The City That Forgot How?
Joel P. Engardio certainly opened up one of my favorite can of worms ("Multimedia Zilch," Bay View, Sept. 23). Having myself done a civil service stint, I suspect policy is still mired in 19th-century models. It's not just about green screens and quill pens: Bottom-up, decentralized communication systems require appropriate internal structure and corporate culture, as well as hardware and software.

One of the salutary results of ABAG (Association of Bay Area Governments) going online was internal: Individual departments discovered they'd previously unknowingly created programs identical to others', and could thus now pool resources. Down the coast, Santa Monica is miles ahead of us with its Public Electric Network (PEN), which not only furnishes information about City Hall departments and civic organizations (with forms for conducting transactions online!), but has hosted citizen forums on city issues.

My own ideas submitted to the mayor and his Internet Task Force about the efficacy of a Frisco FreeNet, and of Internet-mediated communication as a citywide response of information and processing of the AIDS epidemic, have, alas, fallen on deaf ears. That is, I've heard zilch.

True, our library has the most Internet terminals of any city in the country, accessible from citizens' homes, including some awesome databases for online research. Our schools too are crossing the Internet threshold. Meanwhile, I have yet to see a city Web site (Digital City, Sidewalk, S.F. Yahoo, etc.) respond to community-building issues. Maybe the Web site of one of our free weekly tabloids might pick up the torch?

Gary Gach, Author
Pocket Guide to the Internet
Writers.Net
Via Internet

How to Stalk, Kill, and Cook the First Amendment
Hurray for Grace Galindo and "The Biologist"! (Letters, Sept. 23.)
I was perturbed by the standard San Fran-sissy-co knee-jerk reaction to your wild pig slaying story ("How to Stalk, Kill, and Cook a California Wild Pig," Sept. 2), but they helped me get to why I was especially annoyed. I sensed when Grace concluded "Must everything be sanitized for our protection?" she was still talking about meat, but clearly it applies to media. For all the crybabies: It's the SF Weekly, not the Virginia Handley Weekly or the Laura Wills Weekly or the -- you get the picture.

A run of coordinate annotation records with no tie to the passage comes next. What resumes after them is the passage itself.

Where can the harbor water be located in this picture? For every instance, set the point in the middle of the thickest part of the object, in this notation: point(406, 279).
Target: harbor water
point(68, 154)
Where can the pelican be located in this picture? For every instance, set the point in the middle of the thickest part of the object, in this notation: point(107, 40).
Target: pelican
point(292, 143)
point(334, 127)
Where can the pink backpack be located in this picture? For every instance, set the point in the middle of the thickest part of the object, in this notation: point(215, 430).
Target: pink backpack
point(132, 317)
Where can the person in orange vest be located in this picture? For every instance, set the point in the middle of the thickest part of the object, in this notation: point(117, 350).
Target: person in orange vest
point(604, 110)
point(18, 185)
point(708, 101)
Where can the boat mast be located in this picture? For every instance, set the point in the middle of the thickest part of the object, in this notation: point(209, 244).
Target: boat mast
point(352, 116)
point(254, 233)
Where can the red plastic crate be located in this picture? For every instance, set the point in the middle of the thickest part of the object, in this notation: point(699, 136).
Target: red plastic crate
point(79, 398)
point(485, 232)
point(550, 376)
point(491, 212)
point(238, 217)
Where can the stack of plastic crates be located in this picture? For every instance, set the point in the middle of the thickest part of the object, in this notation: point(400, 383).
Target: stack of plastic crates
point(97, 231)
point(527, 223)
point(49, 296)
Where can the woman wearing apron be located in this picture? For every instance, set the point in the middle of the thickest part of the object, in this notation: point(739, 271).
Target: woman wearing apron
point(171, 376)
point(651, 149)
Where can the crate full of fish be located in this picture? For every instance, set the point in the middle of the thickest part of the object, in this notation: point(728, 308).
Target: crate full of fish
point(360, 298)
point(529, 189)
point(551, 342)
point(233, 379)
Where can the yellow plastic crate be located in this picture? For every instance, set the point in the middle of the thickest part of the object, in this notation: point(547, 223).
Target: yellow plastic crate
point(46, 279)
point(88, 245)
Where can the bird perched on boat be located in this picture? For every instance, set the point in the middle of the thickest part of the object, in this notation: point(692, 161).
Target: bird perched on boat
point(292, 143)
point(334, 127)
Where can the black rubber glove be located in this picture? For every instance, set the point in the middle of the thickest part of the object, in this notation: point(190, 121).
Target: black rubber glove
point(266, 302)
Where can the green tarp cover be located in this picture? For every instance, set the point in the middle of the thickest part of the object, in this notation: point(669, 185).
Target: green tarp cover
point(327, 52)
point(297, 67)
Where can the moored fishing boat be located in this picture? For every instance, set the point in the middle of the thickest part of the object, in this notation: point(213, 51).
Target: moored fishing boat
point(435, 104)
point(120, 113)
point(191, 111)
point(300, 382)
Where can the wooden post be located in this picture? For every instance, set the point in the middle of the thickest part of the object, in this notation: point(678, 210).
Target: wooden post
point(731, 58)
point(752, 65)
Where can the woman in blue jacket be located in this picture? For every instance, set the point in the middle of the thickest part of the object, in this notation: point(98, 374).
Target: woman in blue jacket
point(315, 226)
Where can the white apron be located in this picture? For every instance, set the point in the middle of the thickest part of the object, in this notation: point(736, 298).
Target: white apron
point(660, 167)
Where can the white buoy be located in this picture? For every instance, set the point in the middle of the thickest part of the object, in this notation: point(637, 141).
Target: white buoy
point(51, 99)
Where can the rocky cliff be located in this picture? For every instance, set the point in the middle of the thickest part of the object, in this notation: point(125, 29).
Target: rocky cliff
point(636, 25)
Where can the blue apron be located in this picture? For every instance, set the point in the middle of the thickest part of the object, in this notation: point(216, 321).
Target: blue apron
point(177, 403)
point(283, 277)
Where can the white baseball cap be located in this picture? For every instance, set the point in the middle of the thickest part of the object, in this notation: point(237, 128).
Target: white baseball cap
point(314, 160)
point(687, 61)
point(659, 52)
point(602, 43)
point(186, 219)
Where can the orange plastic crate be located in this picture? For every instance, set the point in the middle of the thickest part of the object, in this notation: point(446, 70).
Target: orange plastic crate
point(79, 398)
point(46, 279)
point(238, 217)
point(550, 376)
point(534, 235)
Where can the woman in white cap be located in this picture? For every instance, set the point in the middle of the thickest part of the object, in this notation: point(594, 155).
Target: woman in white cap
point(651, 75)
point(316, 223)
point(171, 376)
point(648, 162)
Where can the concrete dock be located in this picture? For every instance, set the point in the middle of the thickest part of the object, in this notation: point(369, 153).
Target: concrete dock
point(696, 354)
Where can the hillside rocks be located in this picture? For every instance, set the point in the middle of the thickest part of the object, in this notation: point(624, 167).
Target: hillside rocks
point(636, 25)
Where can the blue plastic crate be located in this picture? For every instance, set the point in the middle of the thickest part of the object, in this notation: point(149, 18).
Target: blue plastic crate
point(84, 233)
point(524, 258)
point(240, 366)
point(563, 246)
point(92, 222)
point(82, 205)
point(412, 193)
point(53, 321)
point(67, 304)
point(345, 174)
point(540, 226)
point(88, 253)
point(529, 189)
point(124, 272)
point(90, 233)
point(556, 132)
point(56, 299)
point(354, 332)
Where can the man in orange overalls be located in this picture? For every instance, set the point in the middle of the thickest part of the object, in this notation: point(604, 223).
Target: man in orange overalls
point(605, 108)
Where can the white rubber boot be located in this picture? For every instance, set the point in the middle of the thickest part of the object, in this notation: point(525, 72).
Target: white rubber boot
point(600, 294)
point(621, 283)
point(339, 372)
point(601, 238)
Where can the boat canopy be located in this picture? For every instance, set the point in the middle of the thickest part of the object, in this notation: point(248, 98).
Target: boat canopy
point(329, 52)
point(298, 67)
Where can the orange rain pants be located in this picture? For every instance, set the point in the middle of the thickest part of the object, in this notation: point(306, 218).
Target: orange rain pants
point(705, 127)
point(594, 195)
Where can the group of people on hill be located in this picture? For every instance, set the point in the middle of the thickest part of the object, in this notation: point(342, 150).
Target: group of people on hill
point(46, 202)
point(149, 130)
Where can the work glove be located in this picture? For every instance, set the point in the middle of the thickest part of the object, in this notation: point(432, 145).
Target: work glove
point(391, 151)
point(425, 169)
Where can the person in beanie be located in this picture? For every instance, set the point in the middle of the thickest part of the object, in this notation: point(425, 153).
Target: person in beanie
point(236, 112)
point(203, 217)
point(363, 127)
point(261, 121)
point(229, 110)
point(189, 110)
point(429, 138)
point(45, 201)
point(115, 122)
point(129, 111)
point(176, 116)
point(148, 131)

And, may I point out, it's a fucking free paper! You don't have to pick one up! But, oh no, you saw the pig on the cover and took that as a personal offense (it had nothing to do with you, you self-important little wrecks!) and an open invitation to sit down at your computer and give a newspaper what-for regarding what it should print.

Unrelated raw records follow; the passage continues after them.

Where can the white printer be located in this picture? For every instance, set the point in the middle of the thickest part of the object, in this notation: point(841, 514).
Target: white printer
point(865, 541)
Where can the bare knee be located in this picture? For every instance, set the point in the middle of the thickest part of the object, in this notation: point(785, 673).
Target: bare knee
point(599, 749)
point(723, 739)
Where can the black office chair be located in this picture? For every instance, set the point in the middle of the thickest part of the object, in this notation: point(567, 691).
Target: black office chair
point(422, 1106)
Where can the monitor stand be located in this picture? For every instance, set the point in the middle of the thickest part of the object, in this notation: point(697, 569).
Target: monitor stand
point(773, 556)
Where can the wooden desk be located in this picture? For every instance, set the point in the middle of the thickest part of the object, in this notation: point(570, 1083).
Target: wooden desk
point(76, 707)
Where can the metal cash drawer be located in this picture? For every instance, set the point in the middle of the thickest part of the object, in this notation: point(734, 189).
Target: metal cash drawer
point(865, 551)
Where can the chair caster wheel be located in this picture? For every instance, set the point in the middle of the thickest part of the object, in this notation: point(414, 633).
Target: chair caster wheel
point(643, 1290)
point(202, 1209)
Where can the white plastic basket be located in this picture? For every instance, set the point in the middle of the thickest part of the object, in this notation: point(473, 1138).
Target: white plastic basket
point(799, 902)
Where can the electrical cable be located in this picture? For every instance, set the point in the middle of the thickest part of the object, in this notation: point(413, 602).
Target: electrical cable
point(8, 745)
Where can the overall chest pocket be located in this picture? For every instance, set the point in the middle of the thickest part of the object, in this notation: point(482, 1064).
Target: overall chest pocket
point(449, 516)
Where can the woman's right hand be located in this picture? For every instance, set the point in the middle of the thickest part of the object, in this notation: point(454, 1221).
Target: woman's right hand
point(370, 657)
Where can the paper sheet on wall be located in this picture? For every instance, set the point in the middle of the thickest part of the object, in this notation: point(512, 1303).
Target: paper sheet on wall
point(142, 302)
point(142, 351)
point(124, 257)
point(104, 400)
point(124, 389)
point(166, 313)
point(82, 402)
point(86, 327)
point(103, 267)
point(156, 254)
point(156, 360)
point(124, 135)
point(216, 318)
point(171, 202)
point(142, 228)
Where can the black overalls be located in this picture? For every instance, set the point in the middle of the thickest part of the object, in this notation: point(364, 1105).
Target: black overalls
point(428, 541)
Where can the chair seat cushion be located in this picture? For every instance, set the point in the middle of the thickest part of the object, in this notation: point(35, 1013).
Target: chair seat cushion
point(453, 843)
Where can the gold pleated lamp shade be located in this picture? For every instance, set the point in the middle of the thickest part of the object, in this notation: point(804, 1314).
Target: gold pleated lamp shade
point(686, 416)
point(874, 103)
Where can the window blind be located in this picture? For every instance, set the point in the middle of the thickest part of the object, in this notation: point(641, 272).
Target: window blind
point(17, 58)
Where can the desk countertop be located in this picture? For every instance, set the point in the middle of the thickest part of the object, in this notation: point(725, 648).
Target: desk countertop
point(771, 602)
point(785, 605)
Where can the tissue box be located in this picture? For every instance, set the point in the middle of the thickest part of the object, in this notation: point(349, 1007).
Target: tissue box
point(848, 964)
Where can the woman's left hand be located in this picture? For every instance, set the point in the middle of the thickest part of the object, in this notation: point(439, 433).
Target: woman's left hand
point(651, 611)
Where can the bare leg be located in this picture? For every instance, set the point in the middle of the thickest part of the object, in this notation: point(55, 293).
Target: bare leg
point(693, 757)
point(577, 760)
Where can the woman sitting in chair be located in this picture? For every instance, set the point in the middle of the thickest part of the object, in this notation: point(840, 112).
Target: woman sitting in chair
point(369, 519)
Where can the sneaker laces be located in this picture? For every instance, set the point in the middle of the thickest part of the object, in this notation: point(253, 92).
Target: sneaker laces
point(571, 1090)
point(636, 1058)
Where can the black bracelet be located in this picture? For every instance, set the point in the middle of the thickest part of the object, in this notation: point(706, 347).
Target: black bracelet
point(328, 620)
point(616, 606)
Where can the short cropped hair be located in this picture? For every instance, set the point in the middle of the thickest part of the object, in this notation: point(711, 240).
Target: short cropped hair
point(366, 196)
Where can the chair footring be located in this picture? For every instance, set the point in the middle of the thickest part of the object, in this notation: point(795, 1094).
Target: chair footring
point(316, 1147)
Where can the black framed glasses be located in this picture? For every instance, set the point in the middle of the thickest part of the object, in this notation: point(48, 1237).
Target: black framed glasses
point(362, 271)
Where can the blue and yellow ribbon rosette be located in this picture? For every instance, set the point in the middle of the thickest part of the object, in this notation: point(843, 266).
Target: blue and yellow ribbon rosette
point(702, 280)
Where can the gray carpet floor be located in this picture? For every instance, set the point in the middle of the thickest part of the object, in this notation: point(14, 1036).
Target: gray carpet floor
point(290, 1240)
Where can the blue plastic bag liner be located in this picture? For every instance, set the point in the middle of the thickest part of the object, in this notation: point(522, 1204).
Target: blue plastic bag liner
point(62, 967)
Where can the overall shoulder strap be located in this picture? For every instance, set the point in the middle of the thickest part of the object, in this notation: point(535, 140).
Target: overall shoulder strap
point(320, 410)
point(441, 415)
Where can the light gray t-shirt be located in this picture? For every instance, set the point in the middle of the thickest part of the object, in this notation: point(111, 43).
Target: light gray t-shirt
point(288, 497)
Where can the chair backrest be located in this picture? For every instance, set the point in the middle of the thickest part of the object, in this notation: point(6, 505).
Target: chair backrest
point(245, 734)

I shouldn't even have to say First Amendment here, but, oop, you made me.
The Biologist is right: A lot of people who would like to use the word "freethinker" to describe themselves are just the opposite. They relish the idea of controlling what people think.

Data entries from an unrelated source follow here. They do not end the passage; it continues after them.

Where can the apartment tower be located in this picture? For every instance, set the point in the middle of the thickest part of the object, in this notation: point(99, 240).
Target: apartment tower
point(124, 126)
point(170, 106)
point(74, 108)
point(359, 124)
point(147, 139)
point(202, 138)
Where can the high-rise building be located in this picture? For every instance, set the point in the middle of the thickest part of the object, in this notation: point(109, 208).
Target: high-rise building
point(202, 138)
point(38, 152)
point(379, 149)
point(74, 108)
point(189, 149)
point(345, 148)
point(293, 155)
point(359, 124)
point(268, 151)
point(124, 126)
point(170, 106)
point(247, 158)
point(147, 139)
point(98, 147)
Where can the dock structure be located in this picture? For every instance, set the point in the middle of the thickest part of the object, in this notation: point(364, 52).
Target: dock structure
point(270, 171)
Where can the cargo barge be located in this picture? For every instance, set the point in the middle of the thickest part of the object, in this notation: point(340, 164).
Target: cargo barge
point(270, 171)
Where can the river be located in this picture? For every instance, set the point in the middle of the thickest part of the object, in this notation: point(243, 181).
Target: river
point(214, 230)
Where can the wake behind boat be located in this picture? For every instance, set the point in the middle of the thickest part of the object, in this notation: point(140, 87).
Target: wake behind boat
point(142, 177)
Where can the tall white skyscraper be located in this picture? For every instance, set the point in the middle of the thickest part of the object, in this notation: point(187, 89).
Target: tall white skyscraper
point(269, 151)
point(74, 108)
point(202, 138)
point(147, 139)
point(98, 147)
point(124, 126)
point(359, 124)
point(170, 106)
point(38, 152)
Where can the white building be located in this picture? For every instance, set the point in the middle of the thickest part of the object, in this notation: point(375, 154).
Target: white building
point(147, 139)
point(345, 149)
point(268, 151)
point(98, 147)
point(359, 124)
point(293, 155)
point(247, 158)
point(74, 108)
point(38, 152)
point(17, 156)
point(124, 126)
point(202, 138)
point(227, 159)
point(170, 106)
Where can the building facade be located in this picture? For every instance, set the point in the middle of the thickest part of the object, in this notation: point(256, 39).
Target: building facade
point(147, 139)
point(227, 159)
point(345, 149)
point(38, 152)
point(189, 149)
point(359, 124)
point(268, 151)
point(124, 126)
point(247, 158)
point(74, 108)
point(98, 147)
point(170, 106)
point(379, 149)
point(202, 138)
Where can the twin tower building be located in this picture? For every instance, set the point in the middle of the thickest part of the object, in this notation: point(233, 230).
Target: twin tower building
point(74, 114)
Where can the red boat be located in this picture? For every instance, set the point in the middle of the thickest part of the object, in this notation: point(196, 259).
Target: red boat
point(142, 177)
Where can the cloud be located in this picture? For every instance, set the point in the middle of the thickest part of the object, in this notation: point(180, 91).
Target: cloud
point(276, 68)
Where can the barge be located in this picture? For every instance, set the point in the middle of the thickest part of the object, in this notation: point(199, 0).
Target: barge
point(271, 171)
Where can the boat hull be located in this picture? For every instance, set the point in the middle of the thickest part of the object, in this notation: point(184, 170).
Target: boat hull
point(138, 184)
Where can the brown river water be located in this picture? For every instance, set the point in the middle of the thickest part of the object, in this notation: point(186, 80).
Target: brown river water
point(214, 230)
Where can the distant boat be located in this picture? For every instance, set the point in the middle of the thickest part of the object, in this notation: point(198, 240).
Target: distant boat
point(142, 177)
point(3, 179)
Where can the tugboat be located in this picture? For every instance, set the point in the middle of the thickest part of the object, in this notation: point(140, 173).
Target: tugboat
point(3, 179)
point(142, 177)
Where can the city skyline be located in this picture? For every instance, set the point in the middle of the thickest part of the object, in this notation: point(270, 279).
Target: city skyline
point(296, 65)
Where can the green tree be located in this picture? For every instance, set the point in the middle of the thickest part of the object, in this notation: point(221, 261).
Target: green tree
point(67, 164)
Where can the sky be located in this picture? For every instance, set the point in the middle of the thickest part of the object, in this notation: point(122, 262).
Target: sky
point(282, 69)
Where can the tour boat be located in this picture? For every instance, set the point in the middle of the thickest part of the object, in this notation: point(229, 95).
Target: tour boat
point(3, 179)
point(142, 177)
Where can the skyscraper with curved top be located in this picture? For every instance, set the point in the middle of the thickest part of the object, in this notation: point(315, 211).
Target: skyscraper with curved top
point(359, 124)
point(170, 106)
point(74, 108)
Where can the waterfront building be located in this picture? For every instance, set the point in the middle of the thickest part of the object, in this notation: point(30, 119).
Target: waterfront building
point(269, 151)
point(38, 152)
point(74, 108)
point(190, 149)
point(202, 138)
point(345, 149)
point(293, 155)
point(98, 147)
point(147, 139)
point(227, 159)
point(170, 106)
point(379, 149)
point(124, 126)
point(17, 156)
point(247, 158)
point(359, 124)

Thanks to Jack Boulware and SF Weekly for the article. I felt refreshed that Wednesday -- it wasn't the same old politics-schmolitics cover article and I sensed the world was a better place for it.

Heather Hamann
Via Internet

Burrito Boycott
What a fabulous idea! In order to stave the unending flow of yuppies into my neighborhood, the Mission, all of us low-income renters can start boycotting upscale Mission restaurants! ("Mission Yuppie Identification Project! Radio Ear Tags Next!," Dog Bites, Sept. 16.) Like we even go there anyway. Like our non-patronage would even be missed. A burrito once a month is about all I can afford on my below-poverty disability income.

I, like so many of my friends, came to this city to be in a queer-positive, more liberal environment. I have worked hard to make my slum flat in a fairly dangerous part of the Mission fit for human habitation. Also, I spent lots of energy and effort in improving safety on my street. So happy to do it for the wave of home-buying, white, straight yuppies.